I just got back from my first parent-teacher conference. I’ve been a teacher for 8 years now, and while I have hosted plenty of conferences, this was the first time I sat on the other side of the table.
Was this a conference for my 3-year-old? Yes.
Will the comments or insights provided by his teachers define the rest of his life? No.
Did I go in there a little cocky, thinking that I know how these work and nothing the teachers say can faze me? Admittedly, yes.
Was it still a lot more emotional of an experience than I expected? Definitely.
And so, here is a letter to all of the parents I have held conferences with in the past.

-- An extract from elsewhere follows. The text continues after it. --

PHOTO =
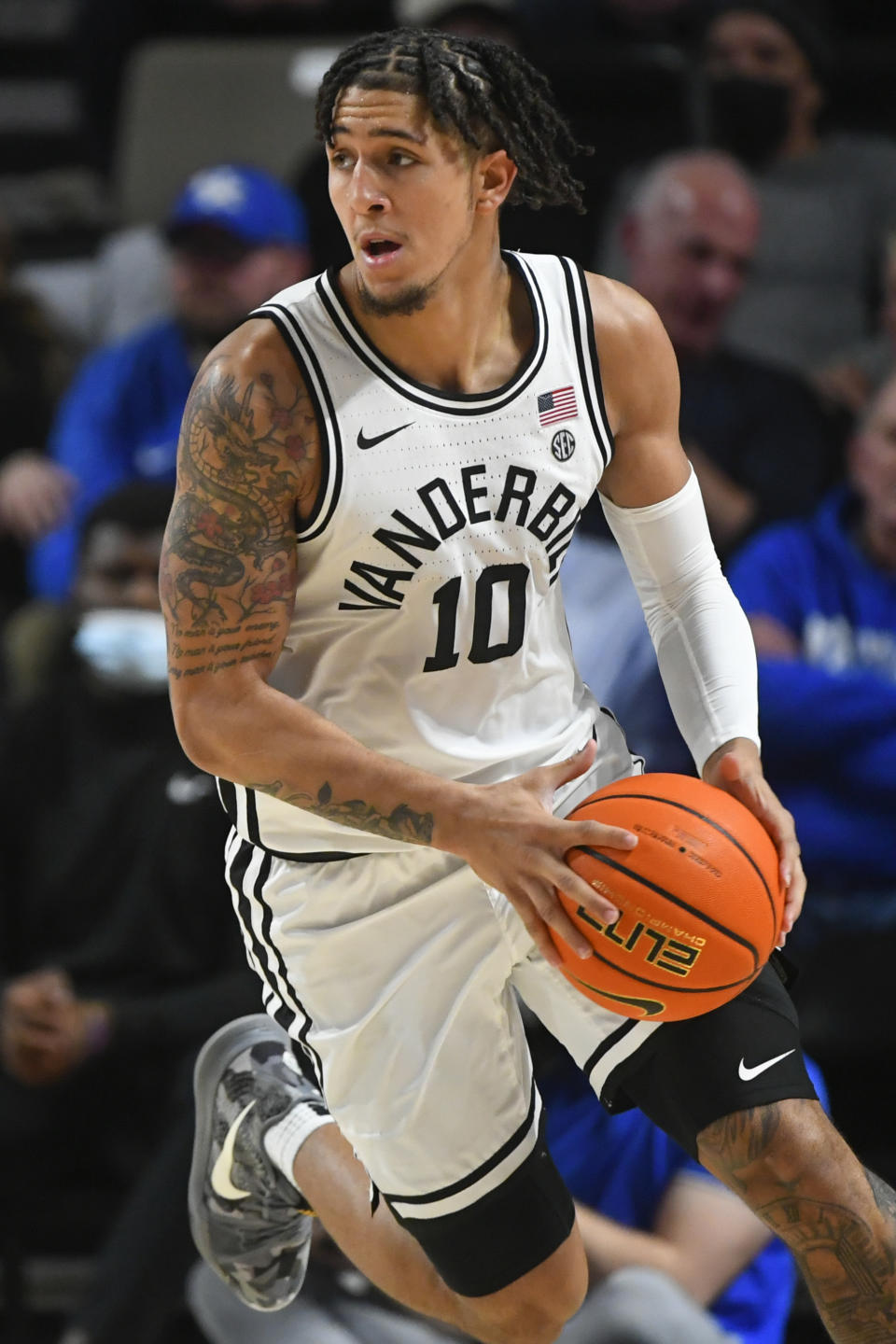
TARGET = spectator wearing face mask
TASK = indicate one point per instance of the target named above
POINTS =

Today I was told that my 3-year-old is “progressing” in his self-help skills. I calmly nodded as the teacher told me that he needed to work on putting on his own shoes. After all, I agreed with her. And yet inside my head, my thoughts were quickly spiraling through mom-guilt and worst-case scenarios: “I should be focusing on this more at home. Should I make a sticker chart? But then what if they don’t use stickers at school? I just need to completely stop putting on his shoes for him. What if we’re in a rush and he needs shoes? Do I rush him too much? He is going to be set back so far behind his peers. Oh my gosh, he will be THAT kid in college wearing velcro! Maybe velcro will be trendy by then?”
When the conference ended, I smiled. I thanked the teachers for all they do. I promised them that we would work on the skills they mentioned. And I finally realized just how surreal it is to have a teacher tell you things about your own child.
Parents, I understand how much importance you place on all of my comments about your child. I finally get it. You know that I spend a whole lot of time with your child. As the teacher, I get to have unique interactions with him that you might never have. I see him do “rock, paper, scissors” with a partner when neither one wants to budge. I watch as he chews his eraser in frustration. I high-five him when he masters a new concept. While something might be a side comment to me, it can be a nugget of insight to you; a tiny glimpse into these 30 or so hours a week of your child’s life that you don’t get to watch.
My son is three. When I think about all of those conferences I have held with parents whose kids are 7 or 9 or 14, I cringe a little because I get it now. If I was already picturing my son as a velcro-wearing college student, what was going through the minds of these parents when I explained that their son wasn’t understanding multiplication or their daughter wasn’t turning in assignments? I never considered how parents might feel when they hear about their child struggling, because as a teacher I see it every day. Every student is working on something – let’s be honest, every PERSON is working on something – and to teachers it is natural to discuss these challenges straight and to the point. However, as a parent now I understand that when you hear that your child is having trouble, it it easy to forget all of that and start blaming yourself.
And so Parents, this is my takeaway. I will always be honest with my students and my parents. I will always tell you what you need to hear. After all, should my son be learning how to put on his shoes? Absolutely. Is it still tough to hear that my child is struggling with something? Without a doubt. But I will make sure to take the time to remind you of what a great job you are doing. Because while growing 25 students is a challenge, raising just one child is a phenomenon. And you’re doing a great job.